As a result, it could take all day to write code and debug.

I had to do this for a dozen services.

What was in my head when I looked at the already existing code for calculating metrics for logs

What was in my head when I looked at the already existing code for calculating metrics for logs

It's hard. Lazy. What to do? Remake!

Enough pasta! Refactoring – I am reworking the calculation of metrics based on HTTP server request logs.

What I changed

  1. I highlighted the tags needed in the http request metrics. When studying the logs, it turned out that the data set is almost always the same in structure, and for metrics from it we only need:

  1. I created a new yml file for describing metrics (we had a similar one before, but much less flexibly customizable). Part of the file is shown below

    Part of the file with descriptions of metrics and calculation conditions - metrics-catalog.yml

    Part of the file with descriptions of metrics and calculation conditions – metrics-catalog.yml

  2. Created a JSON schema to simplify writing yaml and its validation. If you use Visual Studio Code, you will get drop-down tooltips and check the yml for schema compliance on the fly. Part of it is presented below

    json-schema for metrics-catalog.yml (part)

    json-schema for metrics-catalog.yml (part)

    The current version of the scheme only supports the definition of metrics such as counter (metric_type: counter) and histogram (metric_type: histogram), simply because we did not need other types yet.

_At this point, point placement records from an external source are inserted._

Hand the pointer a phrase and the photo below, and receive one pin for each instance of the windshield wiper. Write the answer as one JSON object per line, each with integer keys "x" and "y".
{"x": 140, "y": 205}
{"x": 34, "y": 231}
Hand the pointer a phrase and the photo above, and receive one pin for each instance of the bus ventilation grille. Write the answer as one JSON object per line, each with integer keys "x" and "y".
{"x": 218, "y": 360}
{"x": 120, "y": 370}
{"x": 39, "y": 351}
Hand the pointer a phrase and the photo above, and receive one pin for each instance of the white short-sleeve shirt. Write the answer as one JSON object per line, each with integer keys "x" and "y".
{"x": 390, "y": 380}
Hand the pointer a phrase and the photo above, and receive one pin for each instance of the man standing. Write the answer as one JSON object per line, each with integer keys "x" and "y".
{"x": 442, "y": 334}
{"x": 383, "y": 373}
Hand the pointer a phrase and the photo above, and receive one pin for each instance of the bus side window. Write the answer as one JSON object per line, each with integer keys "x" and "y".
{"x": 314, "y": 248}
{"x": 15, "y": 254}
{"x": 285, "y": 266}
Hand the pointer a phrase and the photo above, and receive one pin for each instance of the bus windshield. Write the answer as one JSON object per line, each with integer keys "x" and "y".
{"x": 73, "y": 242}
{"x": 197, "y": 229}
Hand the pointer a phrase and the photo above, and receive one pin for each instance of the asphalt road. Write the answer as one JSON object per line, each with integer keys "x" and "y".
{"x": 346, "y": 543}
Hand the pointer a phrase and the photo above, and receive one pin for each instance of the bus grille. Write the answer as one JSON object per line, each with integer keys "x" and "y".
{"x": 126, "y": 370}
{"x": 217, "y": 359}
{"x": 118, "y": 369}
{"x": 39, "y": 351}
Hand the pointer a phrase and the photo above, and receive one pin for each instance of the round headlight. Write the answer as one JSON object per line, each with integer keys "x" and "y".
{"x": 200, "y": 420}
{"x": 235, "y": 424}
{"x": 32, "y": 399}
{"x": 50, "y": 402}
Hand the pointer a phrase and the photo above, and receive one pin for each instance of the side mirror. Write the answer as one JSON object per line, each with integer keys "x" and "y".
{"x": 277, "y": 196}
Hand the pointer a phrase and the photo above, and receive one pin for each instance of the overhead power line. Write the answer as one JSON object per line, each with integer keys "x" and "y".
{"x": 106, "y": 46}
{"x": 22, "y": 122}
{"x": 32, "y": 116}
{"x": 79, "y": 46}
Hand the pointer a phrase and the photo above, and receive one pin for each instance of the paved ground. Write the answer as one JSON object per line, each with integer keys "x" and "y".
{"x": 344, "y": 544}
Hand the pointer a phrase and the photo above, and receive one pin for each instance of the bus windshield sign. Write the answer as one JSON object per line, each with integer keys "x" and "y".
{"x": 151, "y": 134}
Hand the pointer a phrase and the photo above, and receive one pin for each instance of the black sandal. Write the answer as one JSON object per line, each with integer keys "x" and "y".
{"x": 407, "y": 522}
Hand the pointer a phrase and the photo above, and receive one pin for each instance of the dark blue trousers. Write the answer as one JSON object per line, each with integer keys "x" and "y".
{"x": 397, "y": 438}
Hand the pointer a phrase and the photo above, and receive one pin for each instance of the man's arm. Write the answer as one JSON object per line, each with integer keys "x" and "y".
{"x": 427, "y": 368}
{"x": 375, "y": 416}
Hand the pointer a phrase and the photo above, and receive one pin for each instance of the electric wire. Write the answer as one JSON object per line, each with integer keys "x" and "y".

  3. Created new handlers (transforms) for vector.dev using jinja templates. Part of the code with templates below

    Part of the jinja template code for creating a vector.dev configuration for calculating metrics from logs

    Part of the jinja template code for creating a vector.dev configuration for calculating metrics from logs

  4. I also added code generation for tests. Part of the test code is given below

    Part of jinja template code for creating vector.dev tests to transform code for calculating metrics

    Part of jinja template code for creating vector.dev tests to transform code for calculating metrics

Protect yourself! – Explosion of cardinality

What does the explosion of metrics cardinality feel like?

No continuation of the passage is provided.